Die Konsequenzen einer Einführung und Nutzung von Biometrie für das etablierte Dokumentenkonzept lassen sich wie folgt umreißen: Ohne weitgehende Folgen bliebe die Ablage des Merkmals Gesicht in optischer Form durch Abdruck eines Fotos auf dem Ausweisdokument, da dieses Verfahren heute schon fester Bestandteil der Ausweisproduktion ist. Könnte eine biometrische Analyse des Gesichtes vom Foto erfolgen, müsste kein biometrisches Template gespeichert werden. Dazu wäre die Sicherstellung eines ausreichenden Standards (z.B. gemäß ICAO) notwendig. Die Fotoablage des Fingerabdruckes erfordert eine Änderung des Ausweisdokumentes, da das Foto zusätzlich zum „Gesichtsfoto“ abgelegt werden müsste. Dies ist aber auf dem bisherigen Ausweisdokument nicht vorgesehen.

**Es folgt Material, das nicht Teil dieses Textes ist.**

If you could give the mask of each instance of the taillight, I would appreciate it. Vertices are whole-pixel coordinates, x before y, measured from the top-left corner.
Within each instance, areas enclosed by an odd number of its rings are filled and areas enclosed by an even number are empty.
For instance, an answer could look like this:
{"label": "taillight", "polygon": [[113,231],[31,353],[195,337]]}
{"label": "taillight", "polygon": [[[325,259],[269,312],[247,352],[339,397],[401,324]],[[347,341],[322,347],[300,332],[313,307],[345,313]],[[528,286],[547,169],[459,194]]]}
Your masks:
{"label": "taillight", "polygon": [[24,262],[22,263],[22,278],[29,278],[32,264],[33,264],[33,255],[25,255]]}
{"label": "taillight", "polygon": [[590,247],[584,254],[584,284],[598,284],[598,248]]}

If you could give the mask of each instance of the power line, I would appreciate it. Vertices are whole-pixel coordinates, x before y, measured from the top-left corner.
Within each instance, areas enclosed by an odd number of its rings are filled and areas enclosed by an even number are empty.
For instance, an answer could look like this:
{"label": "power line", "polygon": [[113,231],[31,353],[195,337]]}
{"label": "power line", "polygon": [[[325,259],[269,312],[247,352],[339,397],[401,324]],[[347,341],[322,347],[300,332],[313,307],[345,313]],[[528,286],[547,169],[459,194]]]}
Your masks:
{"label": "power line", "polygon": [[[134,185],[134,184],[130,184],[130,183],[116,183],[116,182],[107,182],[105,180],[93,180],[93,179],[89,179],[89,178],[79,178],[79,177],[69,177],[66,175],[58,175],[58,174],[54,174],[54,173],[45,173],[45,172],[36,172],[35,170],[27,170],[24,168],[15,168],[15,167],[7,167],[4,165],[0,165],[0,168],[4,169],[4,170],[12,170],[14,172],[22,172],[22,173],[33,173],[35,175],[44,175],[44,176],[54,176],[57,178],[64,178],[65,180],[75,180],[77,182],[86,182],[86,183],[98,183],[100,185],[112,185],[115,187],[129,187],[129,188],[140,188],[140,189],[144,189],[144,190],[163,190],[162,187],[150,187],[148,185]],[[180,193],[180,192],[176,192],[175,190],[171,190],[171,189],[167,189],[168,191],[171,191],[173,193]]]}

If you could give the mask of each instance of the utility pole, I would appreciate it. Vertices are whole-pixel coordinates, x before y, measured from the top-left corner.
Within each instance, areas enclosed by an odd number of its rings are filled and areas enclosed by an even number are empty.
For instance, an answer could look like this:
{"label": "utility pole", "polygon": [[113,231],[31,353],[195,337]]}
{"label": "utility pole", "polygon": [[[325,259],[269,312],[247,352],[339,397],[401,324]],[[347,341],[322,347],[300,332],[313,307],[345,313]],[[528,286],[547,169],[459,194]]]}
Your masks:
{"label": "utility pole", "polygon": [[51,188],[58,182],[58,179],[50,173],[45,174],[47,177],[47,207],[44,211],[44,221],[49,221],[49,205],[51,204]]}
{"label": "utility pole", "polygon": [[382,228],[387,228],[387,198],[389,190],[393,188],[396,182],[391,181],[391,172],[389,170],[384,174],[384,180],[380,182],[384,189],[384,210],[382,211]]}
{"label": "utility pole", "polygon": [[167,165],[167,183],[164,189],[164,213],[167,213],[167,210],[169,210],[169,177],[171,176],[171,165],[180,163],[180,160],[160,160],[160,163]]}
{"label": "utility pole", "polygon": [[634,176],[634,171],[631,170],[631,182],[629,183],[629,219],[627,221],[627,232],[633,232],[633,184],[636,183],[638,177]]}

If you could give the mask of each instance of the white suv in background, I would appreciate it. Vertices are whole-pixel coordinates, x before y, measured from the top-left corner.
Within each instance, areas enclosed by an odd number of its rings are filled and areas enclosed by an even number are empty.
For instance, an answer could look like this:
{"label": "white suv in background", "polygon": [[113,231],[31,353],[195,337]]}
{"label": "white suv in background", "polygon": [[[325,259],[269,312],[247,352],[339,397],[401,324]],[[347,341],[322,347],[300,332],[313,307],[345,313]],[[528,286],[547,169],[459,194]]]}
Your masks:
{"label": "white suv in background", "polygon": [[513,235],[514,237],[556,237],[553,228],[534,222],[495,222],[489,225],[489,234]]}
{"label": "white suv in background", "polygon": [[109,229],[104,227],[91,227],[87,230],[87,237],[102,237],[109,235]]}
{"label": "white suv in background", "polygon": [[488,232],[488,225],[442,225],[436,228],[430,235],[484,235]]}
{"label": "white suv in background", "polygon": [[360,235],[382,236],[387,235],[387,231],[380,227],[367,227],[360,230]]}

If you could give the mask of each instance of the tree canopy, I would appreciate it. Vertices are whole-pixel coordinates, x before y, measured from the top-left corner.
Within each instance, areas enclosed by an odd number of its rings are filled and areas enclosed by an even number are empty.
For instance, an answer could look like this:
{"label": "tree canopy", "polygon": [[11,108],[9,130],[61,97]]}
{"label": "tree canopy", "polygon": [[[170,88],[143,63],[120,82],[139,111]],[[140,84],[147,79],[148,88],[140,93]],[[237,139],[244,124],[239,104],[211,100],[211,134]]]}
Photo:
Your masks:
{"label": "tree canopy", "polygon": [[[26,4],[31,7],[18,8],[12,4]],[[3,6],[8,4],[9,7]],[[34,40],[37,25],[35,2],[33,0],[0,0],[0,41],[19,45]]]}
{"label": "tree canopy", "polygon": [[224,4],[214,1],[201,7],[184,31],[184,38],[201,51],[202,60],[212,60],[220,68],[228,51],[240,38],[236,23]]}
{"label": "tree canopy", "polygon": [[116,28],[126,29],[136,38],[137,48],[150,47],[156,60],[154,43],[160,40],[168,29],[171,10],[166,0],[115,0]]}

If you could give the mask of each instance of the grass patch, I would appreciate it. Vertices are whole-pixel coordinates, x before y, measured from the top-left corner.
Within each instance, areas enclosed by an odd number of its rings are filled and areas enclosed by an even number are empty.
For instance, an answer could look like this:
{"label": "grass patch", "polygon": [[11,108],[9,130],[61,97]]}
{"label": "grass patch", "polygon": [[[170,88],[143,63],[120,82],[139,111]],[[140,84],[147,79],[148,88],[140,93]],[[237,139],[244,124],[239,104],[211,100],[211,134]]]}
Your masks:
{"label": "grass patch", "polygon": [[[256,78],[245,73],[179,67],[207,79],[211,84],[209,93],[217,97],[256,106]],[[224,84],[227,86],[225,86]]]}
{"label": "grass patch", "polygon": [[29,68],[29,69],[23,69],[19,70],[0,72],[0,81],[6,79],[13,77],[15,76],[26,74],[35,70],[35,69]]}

Bei der Integration eines biometrischen Templates in das Ausweisdokument mittels eines Barcodes ist zu beachten, dass der Barcode ausschließlich während der zentralen Produktion aufgebracht werden kann. Die Barcode-Speicherung im Ausweisdokument ist derzeit nicht vorgesehen. Bei der Integration eines Chips in das Ausweisdokument muss mit einem erheblich höheren Aufwand gerechnet werden, u.a. aufgrund der fehlenden Infrastruktur von Lesegeräten. Vorteilhaft ist, dass die Chips erst bei der Dokumentenausgabe beschrieben werden können. Verlässliche Aussagen über Manipulationssicherheit und Haltbarkeit können wegen fehlender Großanwendungen und Tests noch nicht gemacht werden. Die Speicherung in Chipform ist zwar aufgrund der erforderlichen Produktionsumstellung das aufwendigste Verfahren, sie bietet aber ein größeres Anwendungspotenzial.

Kosten

Bislang ist die Kostenfrage allenfalls in Ansätzen diskutiert. Man kann aber bereits jetzt sagen, dass die verschiedenen Identifikationstechnologien Hard- und Softwarekosten in vergleichbarem Umfang mit sich bringen. Ferner ist festzuhalten, dass die Biometriekomponenten im Gesamtsystem nicht der entscheidende Kostenfaktor sind. Um für die Beantwortung der Frage nach den gesamten (einmaligen und laufenden) Kosten über alle Systemebenen hinweg einen ersten Einstieg zu bieten, werden im Bericht für verschiedene Einsatzvarianten Kostenmodelle erörtert.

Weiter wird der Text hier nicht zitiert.